Food is where I can let go of the stress of the day. At least, when I remember that it can be that way, and not get stressed about the fact that I just got home from a FULL day of work, and I really don't want to cook. When I remember that I can turn on some really amazing soul music, have the kitchen to myself, and slice slowly. Dance around. Let my mind wander.

These days are the kind where there actually IS more planned than you can actually do - and you kind of go from one thought/planned thing/thing you want to do, to the next, optimistically thinking "oh that will get done" and at the same time thinking "how on earth is that going to get done?"

Then back to cooking - slicing the onions, in delicate yet strong rounds, rings, cooking in olive oil, then adding cabbage. Red peppers from the freezer, the color a punch in the face. The whole thing reassuringly hissing, sizzling, letting off steam in the cast-iron pan.

This is going to be or already is a stream- of-consciousness post - kind of the way life is right now. Writing down what comes into my mind as it comes. Dressing it up slightly, after the fact. Presenting it on a plate, to you.

These days (this past week, this past month, yesterday) I have an overstimulated mind but I'm also kind of liking that, maybe addicted to it? I woke up last night a few times, my brain a frenzy from thoughts about work - where I will put the Viking coats we just ordered, what I might do with the quarterly newsletter I've taken on writing for the company, and also picking my nose in my sleep. Picking my nose is how I relax - and I woke up doing it! WTF?!

(Funnily enough - these dreams were not STRESSFUL so much as just constant. I used to have dreams when I waitressed, and those dreams were hella stressful. I would be half-naked and having to serve people. Not good. No, these dreams are more like my brain is going, Well, we still have stuff to do, so we're going to do it while you're sleeping, ummkay?)

Fertility and creativity - big time right now - that sense of overabundance, that there are more impulses and possibles than you have room in the garden bed for. Every plant eventually dies - and to have a productive garden you have to weed.

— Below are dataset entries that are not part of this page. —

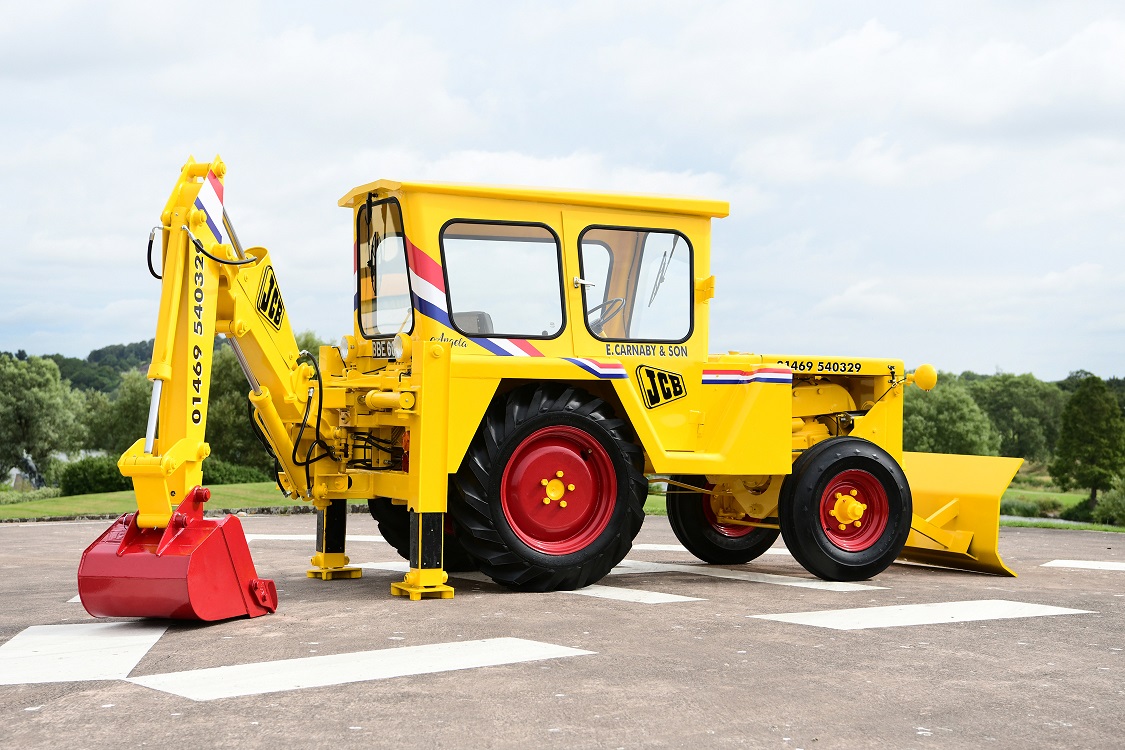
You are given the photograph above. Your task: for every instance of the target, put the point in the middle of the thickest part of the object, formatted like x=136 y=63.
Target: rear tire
x=394 y=523
x=555 y=443
x=698 y=527
x=821 y=521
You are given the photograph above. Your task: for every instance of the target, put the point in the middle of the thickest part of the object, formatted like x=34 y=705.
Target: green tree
x=115 y=423
x=1025 y=410
x=947 y=419
x=1091 y=441
x=38 y=414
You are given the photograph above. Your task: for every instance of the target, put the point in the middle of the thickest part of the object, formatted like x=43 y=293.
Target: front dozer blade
x=197 y=568
x=956 y=509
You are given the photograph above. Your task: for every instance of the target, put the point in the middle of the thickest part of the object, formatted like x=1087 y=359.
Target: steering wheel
x=610 y=309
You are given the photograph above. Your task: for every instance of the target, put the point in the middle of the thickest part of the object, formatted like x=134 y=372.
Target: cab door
x=631 y=283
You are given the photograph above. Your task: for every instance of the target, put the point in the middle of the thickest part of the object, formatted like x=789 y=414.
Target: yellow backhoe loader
x=522 y=364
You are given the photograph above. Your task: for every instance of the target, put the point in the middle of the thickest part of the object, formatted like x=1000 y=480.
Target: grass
x=258 y=495
x=1049 y=523
x=266 y=495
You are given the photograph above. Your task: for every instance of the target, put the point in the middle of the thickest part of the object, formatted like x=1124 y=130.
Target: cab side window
x=639 y=283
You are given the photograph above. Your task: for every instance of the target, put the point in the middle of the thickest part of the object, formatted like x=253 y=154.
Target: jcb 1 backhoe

Maybe it's the Internet's fault - everything is just a click away - or so it feels. We click on something and if it doesn't instantly appear we get frustrated. "GAH! This link is taking TEN SECONDS to load. My life is wasting away!"

Do you ever notice holding your breath when you're online? Or breathing shallow?

The thing is, I'm not sure how to overcome this. Except for the obvious, hard, slow way of trying to be aware of it, trying to take deep breaths, trying to look away from the screen every now and then and focus on something else.

Perhaps all of this is to say that anyone who thinks life in Cape Breton for a young person is slow, boring, devoid of stuff, is DEAD WRONG. There is so much to do here and be done that I honestly wish there were two of me. Or five.

Let me clarify, too, about STRESS. I don't actually feel awful, for the large majority of the time. What's at my core is calm, is peace, is happiness and excitement about my life and where it's going, both at the micro level (today, tomorrow) and the macro (next month, next year). And I'm pretty amazed at that. It's like I dug a little bit at the topsoil on my lawn and found a solid vein of gold.

When I'm talking about stress, at least in this post, what I mean are the logistics of fitting it all in, or at least as much of "it" as I can. Activities, work, sleep, seeing friends, my extracurriculars, all of that. Trying to be conscious of each moment as it comes and passes - and not living all the time in my head, in my dayplanner's version of the future.

Creativity is an amazing thing. I suppose I could also say LIVING is an amazing thing. And both are equally hard to stay in the moment with.

Also - I went to my first-ever yoga class, and LOVED it. I'll be going back, for sure.

That's all for now. Now I must dress and be off to work. And another day. Moment by moment. Right, Otis?